Because of the involvement in the process of aligning reduction drives, there are two main sources of responsibility to achieve proper alignment. That of the shipbuilder and that of the gear manufacturer. The shipbuilder must provide a foundation that is sufficiently strong and rigid so that the gear mounting surface does not deflect greatly under operating conditions, a shaft alignment drawing that details the positions of line bearing and the method for aligning the forward piece of line shafting to the reduction gear coupling and the location of stern tube being such that the normal wear down of the stern tube will not induce significant movement of the reduction gear coupling from its proper alignment.

The gear manufacturer is then responsible for ensuring basic gear alignment, such that the final assembly measurements are taken carefully and recorded for the reduction drive to be installed correctly, proper tooth contact in the factory, where the manufacturer accurately and precisely assembles the gears and pinions, and denoting all steps performed, making measurements of parts at the different steps and final assembly then forwarding this data to the shipbuilder so that they may assure the degree of accuracy required by the gear designer in the resulting shipboard assembly.

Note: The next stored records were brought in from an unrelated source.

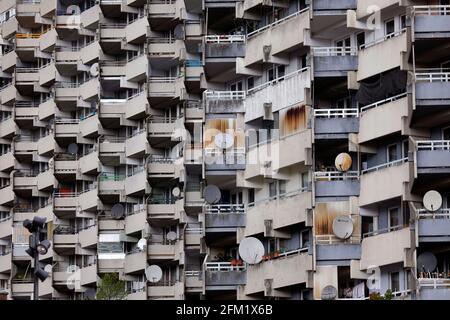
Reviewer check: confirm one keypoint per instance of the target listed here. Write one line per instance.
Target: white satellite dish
(432, 200)
(142, 243)
(224, 140)
(171, 236)
(212, 194)
(343, 227)
(153, 273)
(343, 162)
(251, 250)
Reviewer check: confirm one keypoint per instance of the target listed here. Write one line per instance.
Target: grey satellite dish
(153, 273)
(117, 211)
(432, 200)
(343, 227)
(426, 262)
(176, 192)
(72, 148)
(329, 293)
(212, 194)
(141, 244)
(171, 236)
(251, 250)
(223, 140)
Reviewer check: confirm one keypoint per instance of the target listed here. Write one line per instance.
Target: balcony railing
(225, 38)
(385, 165)
(433, 145)
(334, 51)
(336, 113)
(335, 175)
(223, 266)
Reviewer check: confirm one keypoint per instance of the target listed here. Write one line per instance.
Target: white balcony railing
(385, 165)
(225, 38)
(334, 51)
(433, 145)
(335, 175)
(336, 113)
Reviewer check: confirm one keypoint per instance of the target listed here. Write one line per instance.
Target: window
(389, 27)
(392, 152)
(360, 39)
(393, 216)
(394, 278)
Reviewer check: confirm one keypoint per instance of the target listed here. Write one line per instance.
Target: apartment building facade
(116, 115)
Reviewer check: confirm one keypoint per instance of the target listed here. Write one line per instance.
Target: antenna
(153, 273)
(251, 250)
(343, 227)
(432, 200)
(343, 162)
(212, 194)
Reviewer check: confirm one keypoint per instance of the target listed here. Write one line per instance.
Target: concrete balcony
(135, 221)
(289, 269)
(336, 184)
(383, 182)
(389, 115)
(334, 61)
(224, 217)
(224, 46)
(432, 88)
(381, 50)
(7, 161)
(136, 146)
(165, 48)
(135, 262)
(224, 101)
(8, 128)
(279, 93)
(287, 209)
(433, 226)
(386, 248)
(434, 288)
(275, 35)
(335, 122)
(431, 22)
(223, 276)
(5, 263)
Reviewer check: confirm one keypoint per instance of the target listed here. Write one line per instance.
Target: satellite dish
(72, 148)
(343, 227)
(432, 200)
(171, 236)
(223, 140)
(329, 293)
(153, 273)
(343, 162)
(141, 244)
(176, 192)
(426, 262)
(251, 250)
(117, 211)
(212, 194)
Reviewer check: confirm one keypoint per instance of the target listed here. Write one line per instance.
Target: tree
(111, 288)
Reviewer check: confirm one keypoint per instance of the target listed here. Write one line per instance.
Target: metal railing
(225, 38)
(382, 39)
(384, 101)
(335, 175)
(385, 165)
(336, 113)
(334, 51)
(223, 266)
(433, 145)
(224, 95)
(273, 24)
(225, 208)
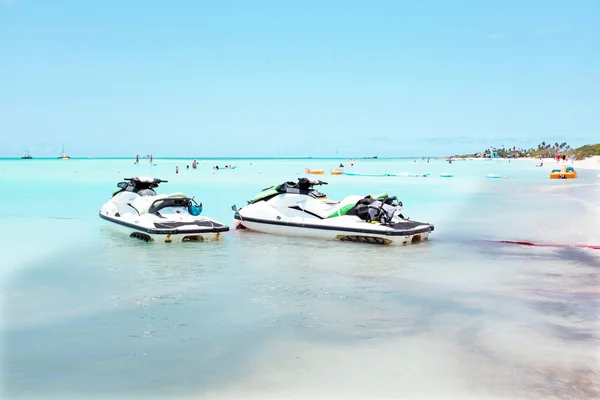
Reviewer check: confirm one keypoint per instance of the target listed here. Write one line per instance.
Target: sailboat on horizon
(26, 156)
(62, 153)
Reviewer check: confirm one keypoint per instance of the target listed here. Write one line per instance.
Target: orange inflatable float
(564, 173)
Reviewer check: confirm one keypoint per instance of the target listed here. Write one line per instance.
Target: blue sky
(296, 78)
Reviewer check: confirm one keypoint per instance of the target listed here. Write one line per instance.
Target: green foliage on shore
(589, 150)
(543, 149)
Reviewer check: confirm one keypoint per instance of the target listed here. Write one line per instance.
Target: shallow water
(88, 313)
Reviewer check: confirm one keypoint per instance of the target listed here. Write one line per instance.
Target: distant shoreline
(237, 158)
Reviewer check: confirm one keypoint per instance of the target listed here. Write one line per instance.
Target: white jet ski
(137, 210)
(297, 209)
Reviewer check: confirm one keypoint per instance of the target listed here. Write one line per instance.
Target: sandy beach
(590, 163)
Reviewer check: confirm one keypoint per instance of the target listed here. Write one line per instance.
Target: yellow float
(564, 173)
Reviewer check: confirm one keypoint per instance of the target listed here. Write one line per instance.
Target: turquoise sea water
(88, 313)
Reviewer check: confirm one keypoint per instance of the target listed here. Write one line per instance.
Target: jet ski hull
(149, 231)
(361, 232)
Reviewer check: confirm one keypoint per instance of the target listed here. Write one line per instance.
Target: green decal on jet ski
(341, 211)
(265, 193)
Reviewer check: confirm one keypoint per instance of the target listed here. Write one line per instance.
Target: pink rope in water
(523, 243)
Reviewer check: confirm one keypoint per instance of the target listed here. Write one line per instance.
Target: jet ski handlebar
(145, 179)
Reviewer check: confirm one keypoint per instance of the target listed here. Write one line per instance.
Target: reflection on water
(261, 316)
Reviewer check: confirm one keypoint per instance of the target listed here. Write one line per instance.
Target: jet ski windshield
(143, 186)
(304, 186)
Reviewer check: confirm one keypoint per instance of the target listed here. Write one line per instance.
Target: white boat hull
(159, 218)
(148, 235)
(330, 232)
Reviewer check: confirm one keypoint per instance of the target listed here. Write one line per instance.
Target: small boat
(63, 156)
(564, 173)
(139, 212)
(298, 209)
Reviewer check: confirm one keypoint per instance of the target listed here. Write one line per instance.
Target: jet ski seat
(327, 210)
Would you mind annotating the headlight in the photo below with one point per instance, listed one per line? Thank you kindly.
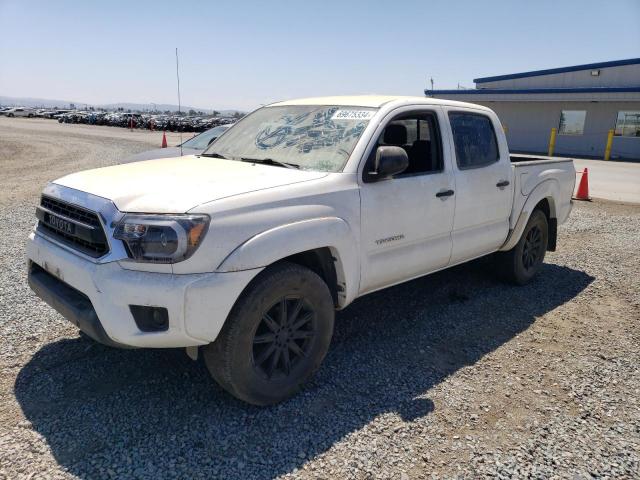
(161, 238)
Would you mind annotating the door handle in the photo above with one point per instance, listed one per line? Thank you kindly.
(445, 193)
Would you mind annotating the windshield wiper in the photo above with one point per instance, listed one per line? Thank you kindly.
(270, 161)
(213, 155)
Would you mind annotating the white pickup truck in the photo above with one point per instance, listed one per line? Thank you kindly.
(243, 253)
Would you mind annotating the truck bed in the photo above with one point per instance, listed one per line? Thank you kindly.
(530, 171)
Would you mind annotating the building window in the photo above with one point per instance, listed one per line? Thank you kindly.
(628, 124)
(572, 122)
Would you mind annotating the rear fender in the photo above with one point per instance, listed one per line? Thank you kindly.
(280, 242)
(549, 189)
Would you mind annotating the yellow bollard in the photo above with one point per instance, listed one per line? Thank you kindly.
(552, 141)
(607, 150)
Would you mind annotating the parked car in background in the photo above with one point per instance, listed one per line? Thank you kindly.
(20, 112)
(193, 146)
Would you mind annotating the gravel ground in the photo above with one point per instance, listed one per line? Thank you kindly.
(450, 376)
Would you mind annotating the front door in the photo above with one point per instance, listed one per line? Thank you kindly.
(407, 220)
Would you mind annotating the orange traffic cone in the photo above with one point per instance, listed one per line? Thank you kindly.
(583, 187)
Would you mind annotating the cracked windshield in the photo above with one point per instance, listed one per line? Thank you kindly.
(309, 137)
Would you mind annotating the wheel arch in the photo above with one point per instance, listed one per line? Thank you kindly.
(541, 198)
(326, 246)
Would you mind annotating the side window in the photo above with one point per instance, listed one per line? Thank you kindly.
(474, 139)
(418, 135)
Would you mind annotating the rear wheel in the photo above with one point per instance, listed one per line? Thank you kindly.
(276, 336)
(520, 264)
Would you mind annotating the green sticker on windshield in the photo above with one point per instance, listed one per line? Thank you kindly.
(353, 115)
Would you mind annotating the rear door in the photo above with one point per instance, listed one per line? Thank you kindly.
(406, 221)
(483, 184)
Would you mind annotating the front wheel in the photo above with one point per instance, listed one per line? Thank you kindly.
(520, 264)
(275, 337)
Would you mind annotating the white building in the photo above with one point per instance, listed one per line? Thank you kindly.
(582, 102)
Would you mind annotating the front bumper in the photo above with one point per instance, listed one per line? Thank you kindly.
(96, 297)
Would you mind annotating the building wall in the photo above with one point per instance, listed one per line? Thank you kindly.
(528, 126)
(622, 76)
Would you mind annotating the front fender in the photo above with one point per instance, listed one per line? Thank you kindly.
(280, 242)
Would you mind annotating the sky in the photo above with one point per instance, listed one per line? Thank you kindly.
(241, 54)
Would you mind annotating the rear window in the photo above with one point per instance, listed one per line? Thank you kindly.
(474, 139)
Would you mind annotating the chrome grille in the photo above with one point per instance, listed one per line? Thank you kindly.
(87, 236)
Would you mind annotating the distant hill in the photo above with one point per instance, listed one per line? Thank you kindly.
(46, 102)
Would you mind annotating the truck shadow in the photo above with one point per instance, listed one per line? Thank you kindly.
(128, 413)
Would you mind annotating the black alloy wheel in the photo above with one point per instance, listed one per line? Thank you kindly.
(283, 337)
(533, 248)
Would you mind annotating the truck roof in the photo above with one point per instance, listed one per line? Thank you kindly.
(372, 101)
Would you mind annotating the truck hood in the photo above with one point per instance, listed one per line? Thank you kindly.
(176, 185)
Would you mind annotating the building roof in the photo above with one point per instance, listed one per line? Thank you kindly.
(550, 71)
(519, 91)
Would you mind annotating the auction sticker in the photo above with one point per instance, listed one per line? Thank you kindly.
(353, 115)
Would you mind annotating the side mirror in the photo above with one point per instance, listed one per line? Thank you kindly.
(389, 161)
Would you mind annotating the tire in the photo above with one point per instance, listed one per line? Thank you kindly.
(263, 357)
(520, 264)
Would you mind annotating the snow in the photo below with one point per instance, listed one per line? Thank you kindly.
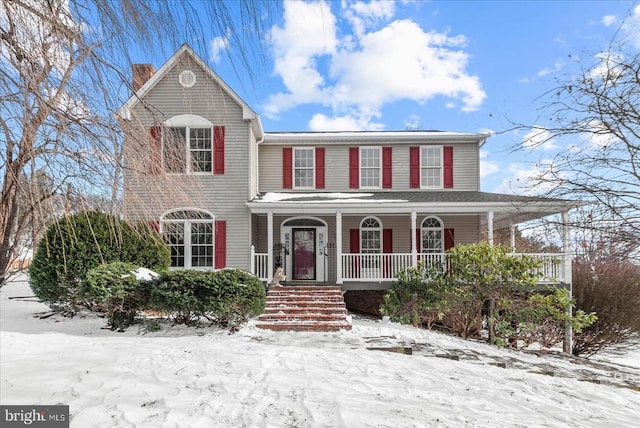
(186, 377)
(323, 198)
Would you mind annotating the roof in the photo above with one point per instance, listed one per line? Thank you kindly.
(507, 209)
(247, 112)
(386, 136)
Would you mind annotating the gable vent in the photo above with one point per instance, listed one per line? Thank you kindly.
(187, 79)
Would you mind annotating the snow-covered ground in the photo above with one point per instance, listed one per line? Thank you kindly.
(180, 377)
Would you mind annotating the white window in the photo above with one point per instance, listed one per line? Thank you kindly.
(370, 167)
(431, 167)
(189, 234)
(187, 145)
(370, 236)
(304, 167)
(432, 235)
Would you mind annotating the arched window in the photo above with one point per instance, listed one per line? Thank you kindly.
(189, 233)
(371, 236)
(432, 232)
(187, 145)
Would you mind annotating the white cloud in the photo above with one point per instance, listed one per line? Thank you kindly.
(218, 45)
(487, 167)
(362, 15)
(320, 122)
(631, 27)
(539, 138)
(609, 20)
(399, 61)
(526, 179)
(412, 122)
(557, 66)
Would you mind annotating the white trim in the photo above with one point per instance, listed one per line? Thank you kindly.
(248, 113)
(441, 185)
(187, 120)
(313, 167)
(440, 229)
(360, 167)
(187, 223)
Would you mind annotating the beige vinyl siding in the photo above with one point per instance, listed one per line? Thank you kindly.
(224, 195)
(465, 166)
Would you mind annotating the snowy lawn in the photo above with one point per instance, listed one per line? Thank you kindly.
(181, 377)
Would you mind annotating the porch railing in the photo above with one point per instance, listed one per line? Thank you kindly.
(361, 267)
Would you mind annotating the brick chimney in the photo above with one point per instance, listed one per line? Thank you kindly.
(141, 74)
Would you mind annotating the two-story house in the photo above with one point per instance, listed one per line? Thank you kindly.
(346, 208)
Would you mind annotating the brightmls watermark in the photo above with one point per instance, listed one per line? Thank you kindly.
(34, 416)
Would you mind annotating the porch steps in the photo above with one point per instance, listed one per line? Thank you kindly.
(304, 308)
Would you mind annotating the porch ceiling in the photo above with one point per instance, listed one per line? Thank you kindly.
(507, 209)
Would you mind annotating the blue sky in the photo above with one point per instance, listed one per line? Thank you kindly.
(468, 66)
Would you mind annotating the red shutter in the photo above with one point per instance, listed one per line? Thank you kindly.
(218, 149)
(414, 167)
(386, 168)
(221, 244)
(354, 168)
(155, 148)
(447, 160)
(319, 167)
(449, 241)
(287, 168)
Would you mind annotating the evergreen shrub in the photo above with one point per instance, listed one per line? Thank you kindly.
(114, 289)
(75, 244)
(228, 297)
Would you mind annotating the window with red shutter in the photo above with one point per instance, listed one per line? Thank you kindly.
(287, 168)
(319, 167)
(414, 167)
(220, 244)
(218, 149)
(354, 168)
(447, 161)
(387, 172)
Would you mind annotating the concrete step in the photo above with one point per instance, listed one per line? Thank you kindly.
(317, 326)
(304, 308)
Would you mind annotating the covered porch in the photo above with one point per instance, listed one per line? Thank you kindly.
(327, 219)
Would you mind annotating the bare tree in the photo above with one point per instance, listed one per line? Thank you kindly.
(65, 71)
(596, 113)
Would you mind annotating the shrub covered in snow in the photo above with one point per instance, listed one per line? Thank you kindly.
(228, 297)
(483, 285)
(115, 290)
(75, 244)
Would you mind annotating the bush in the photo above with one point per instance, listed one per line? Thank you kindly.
(483, 283)
(611, 288)
(75, 244)
(113, 289)
(228, 297)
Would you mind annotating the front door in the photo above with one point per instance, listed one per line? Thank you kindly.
(304, 253)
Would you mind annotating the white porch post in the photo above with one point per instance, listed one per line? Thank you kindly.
(270, 246)
(414, 244)
(512, 237)
(339, 248)
(567, 346)
(490, 227)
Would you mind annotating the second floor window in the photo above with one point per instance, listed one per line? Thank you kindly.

Thrust bearings do not commonly appear on reduction drives on ships because axial loading is handled by a thrust bearing separate from the reduction drive assembly. But on smaller reduction drives attached to auxiliary machinery or if the design of the ship demands it, one can find thrust bearings as a part of the assembly.

In order to ensure a reduction drive's smooth working and long lifetime, it is vital to have lubricating oil. A reduction drive that is run with oil free of impurities like water, dirt, grit and flakes of metal, requires little care in comparison to other type of engine room machinery. In order to ensure that the lube oil in the reduction gears stay this way a lube oil purifier will be installed with the drive.

== Types ==
Types of reduction drives include cycloidal, strain wave gear, and worm gear drives.